Courts – especially appellate courts – usually exist to apply the law, not advocate for specific changes in the law. Advocacy of that nature is typically the responsibility and territory of legislators, lobbyists and activists.
So it was with not a small amount of notice in the legal community in Massachusetts, that two Justices of the Supreme Judicial Court (SJC,) yesterday took the unusual step of advocating that the Massachusetts Legislature enact a change in a crime-fighting law that has existed since the late 1960’s. Enacted in 1968, this law is a wiretap law, which allows police and law enforcement investigators to use wiretaps only when the targets of the investigation are engaged in organized crime. In the case that was before the court for review, a man was recorded on tape admitting to a 2007 drive-by killing in Brockton. Prosecutors attempted to use the tape against the defendant at his Superior Court trial, but the tape recording was excluded from evidence by the trial judge, who ruled that the defendant’s activities did not fall under the definition of “being in connection with organized crime.” The Commonwealth appealed her ruling, and the SJC agreed to hear the case.
In a 7-0 ruling, The SJC stated that the language of the existing statute makes clear the specific type of criminals that police officials are allowed to surreptitiously tape record: Individuals in “a continuing conspiracy among highly organized and disciplined groups to engage in supplying illegal goods and services.” In the Tavares case, the court found that while this murder suspect (Tavares) and two other suspect under investigation by State Police were part of a “putative street gang,” Tavares did not qualify as being an “organized crime” figure. They concluded this because prosecutors did not introduce evidence that Tavares was part of what Massachusetts law describes as a “pecuniary enterprise, such as drug, gun, or contraband trafficking, or promoted some other unifying criminal purpose.”

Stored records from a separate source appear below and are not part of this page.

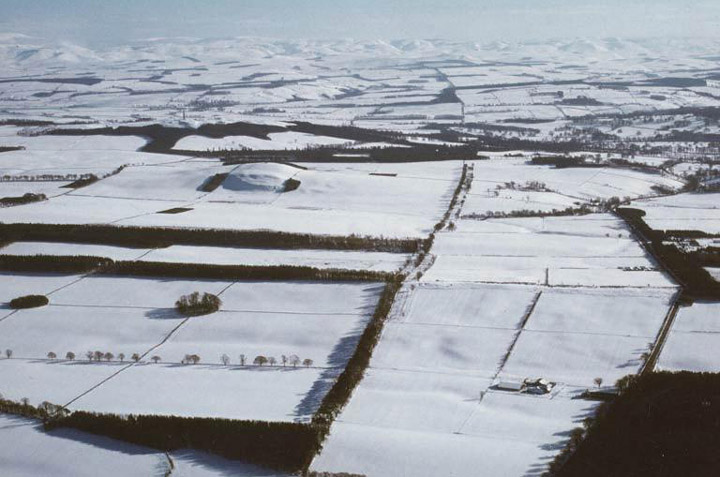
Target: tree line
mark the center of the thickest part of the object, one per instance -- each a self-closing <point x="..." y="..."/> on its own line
<point x="158" y="237"/>
<point x="685" y="268"/>
<point x="102" y="265"/>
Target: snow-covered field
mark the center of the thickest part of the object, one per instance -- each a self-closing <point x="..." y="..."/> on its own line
<point x="317" y="321"/>
<point x="588" y="251"/>
<point x="339" y="259"/>
<point x="275" y="141"/>
<point x="569" y="299"/>
<point x="333" y="200"/>
<point x="693" y="340"/>
<point x="28" y="451"/>
<point x="504" y="300"/>
<point x="683" y="212"/>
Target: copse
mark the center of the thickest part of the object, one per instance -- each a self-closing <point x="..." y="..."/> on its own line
<point x="195" y="304"/>
<point x="28" y="301"/>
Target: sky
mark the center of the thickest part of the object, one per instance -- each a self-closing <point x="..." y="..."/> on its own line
<point x="96" y="23"/>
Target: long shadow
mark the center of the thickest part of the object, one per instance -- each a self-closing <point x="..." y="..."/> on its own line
<point x="337" y="359"/>
<point x="553" y="448"/>
<point x="101" y="442"/>
<point x="220" y="466"/>
<point x="164" y="314"/>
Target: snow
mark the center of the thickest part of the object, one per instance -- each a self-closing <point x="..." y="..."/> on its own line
<point x="315" y="320"/>
<point x="336" y="259"/>
<point x="693" y="340"/>
<point x="33" y="333"/>
<point x="512" y="200"/>
<point x="339" y="201"/>
<point x="53" y="248"/>
<point x="620" y="312"/>
<point x="683" y="212"/>
<point x="375" y="261"/>
<point x="442" y="349"/>
<point x="464" y="305"/>
<point x="275" y="141"/>
<point x="58" y="382"/>
<point x="267" y="394"/>
<point x="17" y="285"/>
<point x="27" y="451"/>
<point x="574" y="358"/>
<point x="97" y="161"/>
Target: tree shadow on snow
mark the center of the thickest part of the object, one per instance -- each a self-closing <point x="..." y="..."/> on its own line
<point x="164" y="314"/>
<point x="337" y="360"/>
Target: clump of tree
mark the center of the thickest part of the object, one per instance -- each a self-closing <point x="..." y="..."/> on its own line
<point x="290" y="185"/>
<point x="190" y="359"/>
<point x="28" y="301"/>
<point x="214" y="182"/>
<point x="195" y="304"/>
<point x="24" y="199"/>
<point x="661" y="424"/>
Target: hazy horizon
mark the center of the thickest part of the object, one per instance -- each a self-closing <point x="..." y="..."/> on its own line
<point x="95" y="24"/>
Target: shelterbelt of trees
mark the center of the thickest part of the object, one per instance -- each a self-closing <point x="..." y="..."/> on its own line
<point x="103" y="265"/>
<point x="285" y="446"/>
<point x="158" y="237"/>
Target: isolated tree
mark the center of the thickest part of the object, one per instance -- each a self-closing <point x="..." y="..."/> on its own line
<point x="195" y="304"/>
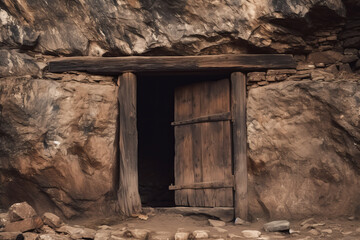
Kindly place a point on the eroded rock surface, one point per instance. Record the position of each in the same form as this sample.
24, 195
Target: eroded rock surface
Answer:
304, 148
127, 27
57, 141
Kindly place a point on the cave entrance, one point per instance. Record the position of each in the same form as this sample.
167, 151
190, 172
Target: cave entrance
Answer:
128, 69
203, 145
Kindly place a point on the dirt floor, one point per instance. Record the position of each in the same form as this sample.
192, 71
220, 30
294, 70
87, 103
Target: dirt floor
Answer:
315, 228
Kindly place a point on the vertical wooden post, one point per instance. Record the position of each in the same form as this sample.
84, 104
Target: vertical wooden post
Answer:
238, 99
128, 193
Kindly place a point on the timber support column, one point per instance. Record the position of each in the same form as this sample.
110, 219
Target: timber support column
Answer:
128, 193
238, 99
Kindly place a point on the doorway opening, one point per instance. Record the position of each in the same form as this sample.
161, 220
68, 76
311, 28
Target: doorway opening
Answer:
156, 141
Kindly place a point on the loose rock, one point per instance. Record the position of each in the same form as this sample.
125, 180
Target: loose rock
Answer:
275, 226
8, 235
51, 220
53, 237
328, 231
20, 211
220, 230
251, 233
24, 225
216, 223
234, 236
239, 221
77, 232
181, 236
102, 235
160, 236
314, 232
138, 233
200, 234
30, 236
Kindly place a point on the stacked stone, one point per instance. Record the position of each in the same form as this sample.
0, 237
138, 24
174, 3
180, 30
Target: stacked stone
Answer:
256, 79
351, 34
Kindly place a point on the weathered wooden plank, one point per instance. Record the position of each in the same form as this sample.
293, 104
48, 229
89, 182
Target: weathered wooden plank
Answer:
208, 118
202, 147
183, 148
202, 185
117, 65
128, 194
238, 96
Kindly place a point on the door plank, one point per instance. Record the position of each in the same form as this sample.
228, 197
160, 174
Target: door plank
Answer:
128, 193
208, 118
203, 161
238, 88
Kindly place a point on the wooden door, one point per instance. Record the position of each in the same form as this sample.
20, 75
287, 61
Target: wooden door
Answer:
203, 159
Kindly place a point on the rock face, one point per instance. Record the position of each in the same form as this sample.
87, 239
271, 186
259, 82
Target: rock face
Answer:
304, 148
57, 131
59, 136
127, 27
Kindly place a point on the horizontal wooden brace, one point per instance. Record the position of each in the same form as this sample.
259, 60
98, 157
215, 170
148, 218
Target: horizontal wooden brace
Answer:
203, 185
117, 65
208, 118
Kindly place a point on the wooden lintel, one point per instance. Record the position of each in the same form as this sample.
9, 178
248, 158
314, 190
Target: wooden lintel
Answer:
226, 62
203, 185
238, 99
208, 118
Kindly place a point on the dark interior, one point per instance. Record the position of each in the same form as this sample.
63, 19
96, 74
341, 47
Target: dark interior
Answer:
155, 112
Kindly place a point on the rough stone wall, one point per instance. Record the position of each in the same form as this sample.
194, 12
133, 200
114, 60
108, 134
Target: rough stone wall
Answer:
303, 124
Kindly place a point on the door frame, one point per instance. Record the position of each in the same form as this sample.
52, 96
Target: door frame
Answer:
125, 66
128, 194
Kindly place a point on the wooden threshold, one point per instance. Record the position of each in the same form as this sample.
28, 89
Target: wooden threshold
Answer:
204, 185
117, 65
208, 118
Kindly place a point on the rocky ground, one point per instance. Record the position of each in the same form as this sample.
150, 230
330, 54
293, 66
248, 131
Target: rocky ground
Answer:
22, 222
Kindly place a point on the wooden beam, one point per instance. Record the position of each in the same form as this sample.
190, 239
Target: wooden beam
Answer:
128, 193
117, 65
208, 118
238, 97
203, 185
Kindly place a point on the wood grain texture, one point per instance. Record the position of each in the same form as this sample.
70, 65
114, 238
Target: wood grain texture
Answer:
203, 185
208, 118
117, 65
128, 194
238, 96
203, 150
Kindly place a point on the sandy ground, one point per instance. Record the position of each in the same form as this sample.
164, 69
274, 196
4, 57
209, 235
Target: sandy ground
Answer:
340, 228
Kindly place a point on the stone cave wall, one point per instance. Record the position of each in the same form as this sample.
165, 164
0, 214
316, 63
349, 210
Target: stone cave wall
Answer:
57, 131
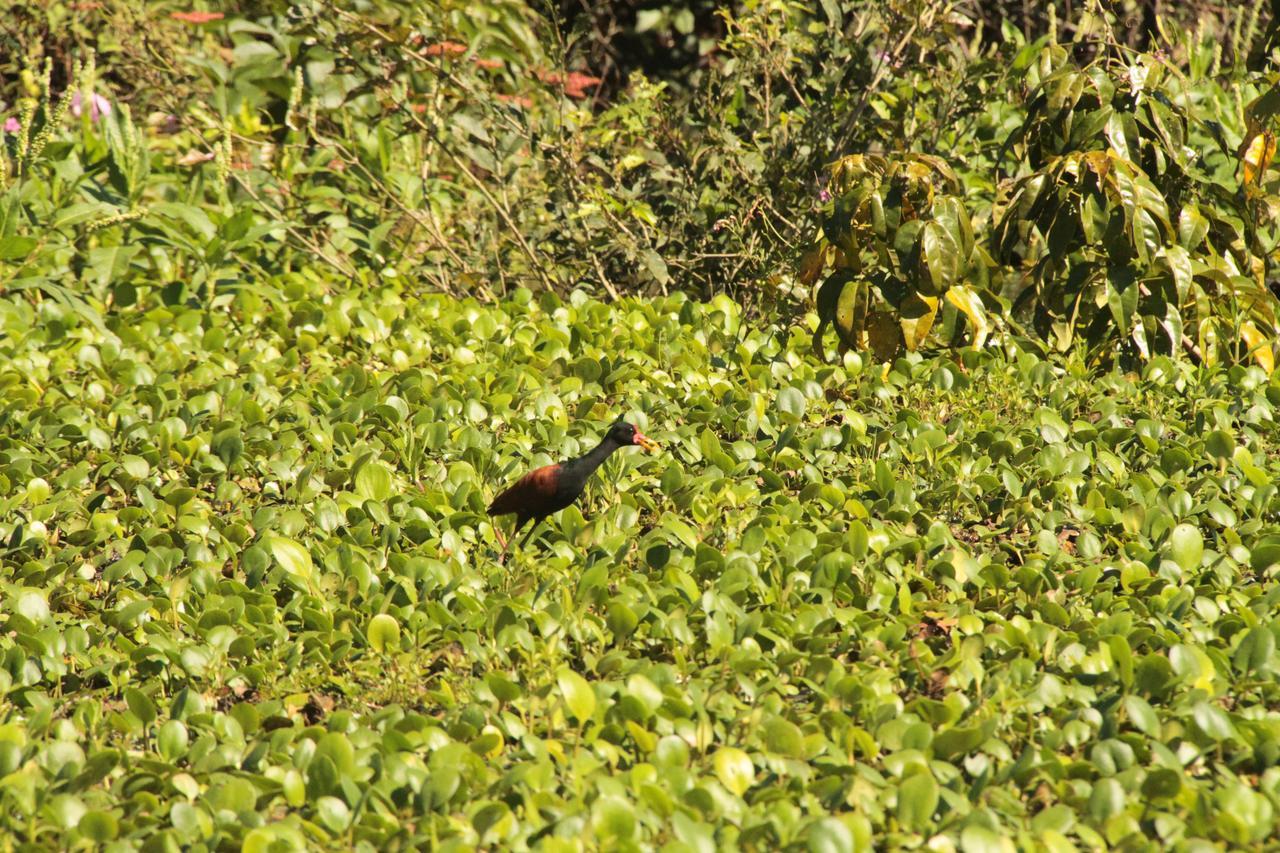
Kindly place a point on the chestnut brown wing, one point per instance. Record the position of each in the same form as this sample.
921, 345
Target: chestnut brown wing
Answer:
529, 495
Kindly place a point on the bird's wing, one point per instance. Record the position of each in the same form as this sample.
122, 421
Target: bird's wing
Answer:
528, 492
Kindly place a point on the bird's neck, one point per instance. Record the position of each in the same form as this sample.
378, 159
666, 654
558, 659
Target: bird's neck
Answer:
593, 459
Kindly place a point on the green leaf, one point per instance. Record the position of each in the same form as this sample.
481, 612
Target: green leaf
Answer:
99, 826
1212, 721
1187, 546
1142, 715
384, 633
1220, 445
734, 769
374, 482
17, 247
830, 835
292, 556
577, 694
1255, 651
141, 705
941, 255
917, 799
1106, 799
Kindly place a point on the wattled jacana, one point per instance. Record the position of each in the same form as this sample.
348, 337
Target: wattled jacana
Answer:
553, 487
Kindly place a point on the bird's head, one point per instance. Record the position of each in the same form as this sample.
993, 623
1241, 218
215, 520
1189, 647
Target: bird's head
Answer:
624, 434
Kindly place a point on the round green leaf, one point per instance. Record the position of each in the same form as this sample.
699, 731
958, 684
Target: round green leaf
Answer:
99, 826
383, 633
292, 556
577, 694
734, 769
1187, 546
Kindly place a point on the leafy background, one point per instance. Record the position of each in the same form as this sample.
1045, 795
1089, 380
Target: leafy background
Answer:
289, 290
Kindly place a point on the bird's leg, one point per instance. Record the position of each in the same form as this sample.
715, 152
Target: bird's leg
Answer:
522, 542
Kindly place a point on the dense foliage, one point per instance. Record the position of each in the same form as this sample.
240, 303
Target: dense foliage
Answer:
288, 291
250, 589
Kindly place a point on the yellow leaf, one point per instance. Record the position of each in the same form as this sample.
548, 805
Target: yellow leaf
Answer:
1258, 346
883, 334
1258, 155
970, 305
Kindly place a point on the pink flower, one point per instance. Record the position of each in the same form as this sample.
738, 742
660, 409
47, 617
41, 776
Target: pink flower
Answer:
99, 106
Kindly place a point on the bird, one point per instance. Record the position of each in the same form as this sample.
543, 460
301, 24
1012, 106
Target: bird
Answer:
551, 488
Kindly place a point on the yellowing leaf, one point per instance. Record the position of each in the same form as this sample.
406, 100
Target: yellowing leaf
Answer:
918, 314
812, 263
968, 301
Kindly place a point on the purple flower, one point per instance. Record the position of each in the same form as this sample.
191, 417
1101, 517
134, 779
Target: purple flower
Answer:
99, 106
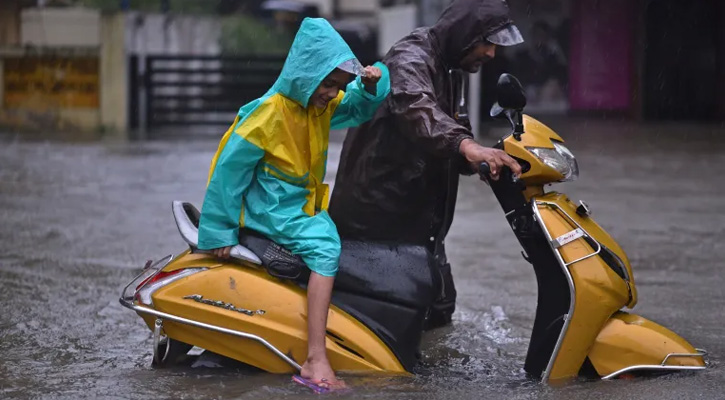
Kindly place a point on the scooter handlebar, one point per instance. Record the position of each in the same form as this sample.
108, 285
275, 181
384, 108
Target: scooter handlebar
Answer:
484, 171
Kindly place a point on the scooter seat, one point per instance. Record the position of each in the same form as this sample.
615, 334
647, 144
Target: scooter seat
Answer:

While a lot of people won’t like this, Justice Robert Cordy wrote that street gang members enjoy the same legal rights as any other person in Massachusetts, and absent police and prosecutors producing the type of evidence that the law requires, wiretap evidence is inadmissible in criminal trials where the defendants’ activities don’t meet the definition of being engaged in “organized crime.”
Criminal defense and appellate lawyers know how to read between the lines, and it was clear that among the 7 justices voting here, more than one was holding his nose as they voted on this case. They were upholding the law, but it was clear that it wasn’t a pleasant process (as many of these tough decisions aren’t pleasant.) But two of the Justices, Ralph D. Gants and Judith Cowin, took the unusual step of writing a separate but concurring opinion, in which they openly urged the Legislature to wake up and change this law, so that it can be applied to appropriately prosecute street gangs.
In writing a forcefully worded concurring opinion, Justices Gants and Cowin strongly suggested that the legislature should delete five words from state law, which would have the effect of applying the law to members of street gangs, thus rendering secretly recorded conversations of such gangs admissable in court. “The legislative inclusion of five words, ‘in connection with organized crime,’ means that electronic surveillance is unavailable to investigate and prosecute the hundreds of shootings and killings committed by street gangs in Massachusetts, which are among the most difficult crimes to solve and prosecute using more traditional means of investigation,” Gants wrote (emphasis added here.) He and Justice Cowin urged the legislature to correct this omission.
In the interests of fairness and honesty, police officials and prosecutors have a point to make here. The more serious Massachusetts drug crimes and violent crimes, are very often the product of street gang activity. As a Boston, Massachusetts criminal defense lawyer, I do not disagree with this approach, as long as any change in this statute is done in accordance with appropriate legislative procedure, and after requisite hearings before the appropriate legislative committees, including the Joint Judiciary Committee.